Çin Komünist Partisi, bu hamlelere, Çin’in son 20 yılda “kendine yeterli bir teknolojik güç olma” hedefi doğrultusunda yürüttüğü kampanyayı hızlandırarak karşılık verdi.
Gümrük tarifelerin düşürülmesi, kısa vadede tek geçerli seçenek
Beyaz Saray Sözcüsü Psaki, Biden yönetiminin teknoloji bağlantılı söz konusu sorunları da değerlendirdiğini belirtirken, politika değişikliğine dair herhangi işaret vermedi.
Psaki, Biden’ın Pekin’in “gayrı adil ve yasa dışı pratikleri” nedeniyle hesap vermesi gerektiğini düşündüğünü, ABD teknolojisinin Çin’i askeri yapılanmasının geliştirilmesi için kullanılmadığından emin olmak istediğini aktardı.
JP Morgan Varlık Yönetimi Ekonomisti Sylvia Sheng, Biden yönetiminde ABD ile Çin ilişkilerinin geleceğine dair yayımladığı raporda, “ABD’de Çin’e yönelik mevcut şahin eğilimlerinin azalacağını öngörmek zor.” değerlendirmesinde bulundu.

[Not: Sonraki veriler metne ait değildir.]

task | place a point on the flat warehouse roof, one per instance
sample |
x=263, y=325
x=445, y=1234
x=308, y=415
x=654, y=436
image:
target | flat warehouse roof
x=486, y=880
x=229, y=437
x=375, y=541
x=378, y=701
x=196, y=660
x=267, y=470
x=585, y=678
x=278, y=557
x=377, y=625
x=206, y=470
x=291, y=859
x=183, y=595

Batı’daki diğer ekonomistler ve uzmanlar da tarifelerin azaltılmasının ve teknoloji ile finansal piyasalara erişim engellerinin kaldırılmasını kısa vadede olası görmediklerini belirtiyor.
Pekin’deki Uluslararası İşletme ve Ekonomi Üniversitesi DTÖ Çalışmaları Enstitüsü Direktörü Tu Şinçuan, Biden yönetiminin teknolojiye erişim engellerini kaldırmayacağını çünkü “Çin’i rakip olarak gördüğü” fakat gümrük tarifelerin düşürülmesinin kısa vadede tek geçerli seçenek olacağını savundu.
Tu’ya göre, Biden, tarifelerin azaltılmasını, DTÖ’nün tarife artışlarının kurallara uygun yapılmadığına ilişkin görüşünü ileri sürerek savunabileceğini belirtti.